My experience in money lending includes property developers, commercial property investors and businesses that need extra working capital. It's worth noting that lending money as a business to private borrowers needs a licence in Australia.
There is a range of different security levels, commonly known as the capital stack. The highest-ranking of security is primary debt. Followed by the subordinate debt, and finally unsecured debt. There is also a different type of structure called preferred equity, whereby you don't have security over the asset, but your returns are ranking in preference to the ordinary equity holders.
The interest rate when you are lending money is based off a range of factors, but the main is the rank of security you have over the asset.
A high-level process of lending money:
Loan term sheet
Due diligence on security / deal / borrower
Loan agreement documents
Settlement
Registration of security
Intertest
Repayment
Discharge of security
I will also cover off on a few extra important areas to understand if you're considering lending money to a friend or family include:
Knowing the concept of a separate legal entity. Whereby if you lend to a company, you may not have security if the company assets sit outside the company or another lender has security over those assets in preference to your loan agreement.
The interest rate of the lending has to be considered fair and reasonable.
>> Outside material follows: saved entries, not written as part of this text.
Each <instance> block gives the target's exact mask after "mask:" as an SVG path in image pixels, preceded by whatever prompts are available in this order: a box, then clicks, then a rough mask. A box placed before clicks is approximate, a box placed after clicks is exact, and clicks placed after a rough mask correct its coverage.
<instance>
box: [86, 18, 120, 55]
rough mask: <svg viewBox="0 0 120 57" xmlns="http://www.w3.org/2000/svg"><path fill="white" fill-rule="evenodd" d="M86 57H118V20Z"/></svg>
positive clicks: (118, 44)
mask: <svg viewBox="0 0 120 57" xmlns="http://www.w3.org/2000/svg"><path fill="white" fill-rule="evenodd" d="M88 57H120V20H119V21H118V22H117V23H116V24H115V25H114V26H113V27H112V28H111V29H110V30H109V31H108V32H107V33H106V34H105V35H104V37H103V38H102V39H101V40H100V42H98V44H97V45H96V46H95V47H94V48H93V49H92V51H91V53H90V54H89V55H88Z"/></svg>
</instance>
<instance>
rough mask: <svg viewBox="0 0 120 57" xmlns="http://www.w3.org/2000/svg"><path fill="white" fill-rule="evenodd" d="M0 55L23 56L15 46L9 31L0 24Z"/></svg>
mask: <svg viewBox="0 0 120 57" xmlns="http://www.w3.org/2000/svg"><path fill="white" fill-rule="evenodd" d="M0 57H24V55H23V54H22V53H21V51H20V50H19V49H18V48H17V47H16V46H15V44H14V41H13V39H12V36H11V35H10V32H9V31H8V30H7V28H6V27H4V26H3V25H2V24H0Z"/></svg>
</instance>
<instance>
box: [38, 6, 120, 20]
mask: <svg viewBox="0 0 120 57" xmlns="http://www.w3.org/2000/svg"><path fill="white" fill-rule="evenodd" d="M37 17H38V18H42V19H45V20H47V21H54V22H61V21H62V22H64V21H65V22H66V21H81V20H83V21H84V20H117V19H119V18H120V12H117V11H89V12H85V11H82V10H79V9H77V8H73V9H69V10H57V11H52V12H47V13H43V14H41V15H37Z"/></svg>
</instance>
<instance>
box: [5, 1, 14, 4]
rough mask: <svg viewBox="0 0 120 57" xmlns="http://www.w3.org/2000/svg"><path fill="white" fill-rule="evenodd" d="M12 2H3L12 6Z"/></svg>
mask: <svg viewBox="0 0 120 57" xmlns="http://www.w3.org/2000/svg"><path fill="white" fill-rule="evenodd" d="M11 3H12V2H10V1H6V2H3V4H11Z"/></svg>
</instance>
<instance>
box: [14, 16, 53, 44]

If your nominated interest rate in the loan agreement is too high and challenged by the borrower, the court can reduce the rate, void parts of the loan contract or do other things within its power to make the lending agreement fair.
If the borrower defaults on the loan, and you have the right to sell the assets. Any funds in excess of remedying the loan agreement will go back to the borrower. Meaning you can't just take assets over and above the lending agreement.
Be careful of personal guarantees. They aren't always worth the paper they are written on. Do thorough due diligence on what assets are owned in the personal name of the borrower and be sure to have the loan agreements done correctly.